Kenya: Appels pressants en faveur d’une Commission «vérité et réconciliation»
Les Eglises se mobilisent pour la paix
Nairobi, 24 janvier 2008 (Apic) Le cardinal John Njue, archevêque de la capitale kényane Nairobi, a appelé le président Mwai Kibaki et le leader d’opposition Raila Odinga a entamer des négociations sans conditions afin de sauver leur pays en proie aux violences de la rue. Les appels se font de plus en plus pressants pour que l’on mette sur pied au Kenya une Commission «vérité et réconciliation».
Son appel est intervenu lors d’une journée nationale de prière pour la paix et alors que certains leaders religieux et politiques suggéraient la création d’une Commission pour la paix, la justice et la réconciliation. Il s’agit de créer une organisation similaire à celle qui avait été mise en place en Afrique du Sud après l’apartheid, afin de mettre fin durablement à la crise politique que connaît le Kenya.
«J’appelle Mwai Kibaki et Raila Odinga à s’asseoir et discuter sans exiger de conditions de la part de l’autre … Si vous avez de la dignité, rencontrez-vous et discutez», a lancé le cardinal lors d’un discours prononcé en début de semaine à Juja, près de Nairobi.
Plus de 650 personnes ont été tuées et 250’000 autres déplacées dans le cadre des violences, qui, dans certaines régions, ont tourné au conflit interethnique, à la suite des résultats contestés de l’élection présidentielle. La plupart des personnes déplacées se trouvent dans la province de la vallée du Rift, à l’ouest du pays, où des affrontements interethniques ont lieu depuis 1992 déjà.
Le dialogue est plus urgent que jamais
«Ouvrez les yeux. Pensez à l’avenir et admettez que pour que le Kenya revienne à la paix, pour que les divisions tribales prennent fin et pour que le meurtre de Kenyans innocents cessent, vous devez dialoguer», a déclaré le cardinal Njue, qui est à la tête de la Conférence épiscopale du Kenya. Ceux qui oeuvrent en faveur d’une solution pacifique espèrent désormais que l’ancien secrétaire général des Nations Unies Kofi Annan, arrivé au Kenya le 22 janvier, use de son influence et de son adresse pour jeter un pont entre les groupes rivaux.

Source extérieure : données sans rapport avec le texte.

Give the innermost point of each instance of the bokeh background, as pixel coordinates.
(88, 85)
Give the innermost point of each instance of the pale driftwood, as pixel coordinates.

Les deux parties ont affirmé n’avoir fixé aucune condition préalable en vue de négociations, mais certains ministres du gouvernement ont indiqué que rien ne justifiait la médiation internationale exigée par l’opposition.
«Notre pays a besoin de panser ses blessures. Je pense que cette commission est le meilleur moyen d’y parvenir», a déclaré l’évêque anglican de Mombasa, Julius Kalu, au correspondant de l’agence de presse oecuménique ENI le 22 janvier au cours d’une interview. L’évêque Kalu a déclaré que les responsables politiques devaient écouter les médiateurs, se mettre d’accord sur le problème et sur une solution. Ils devraient demander aux Kenyans de se pardonner. «A l’heure actuelle, le patient (le Kenya) souffre de blessures multiples et nous ne savons pas où soigner. Le patient doit être placé en observation afin que le bon diagnostic soit établi», a expliqué l’évêque Kalu.
Au lendemain de l’élection présidentielle de décembre 2002, organisée après le retrait de la vie politique de Daniel Arap Moi à l’issue de 24 années à la tête du pays, le gouvernement du président Mwai Kibaki nouvellement élu avait proposé la création d’une commission «vérité et réconciliation».
«Elle n’a jamais vu le jour. Mais je pense qu’on ne peut pas y échapper maintenant. Elle se fait attendre depuis longtemps», a déclaré le pasteur kenyan Fred Nyabera, à la tête de l’Association des Conseils chrétiens et des Eglises dans la région des Grands Lacs et de la Corne de l’Afrique.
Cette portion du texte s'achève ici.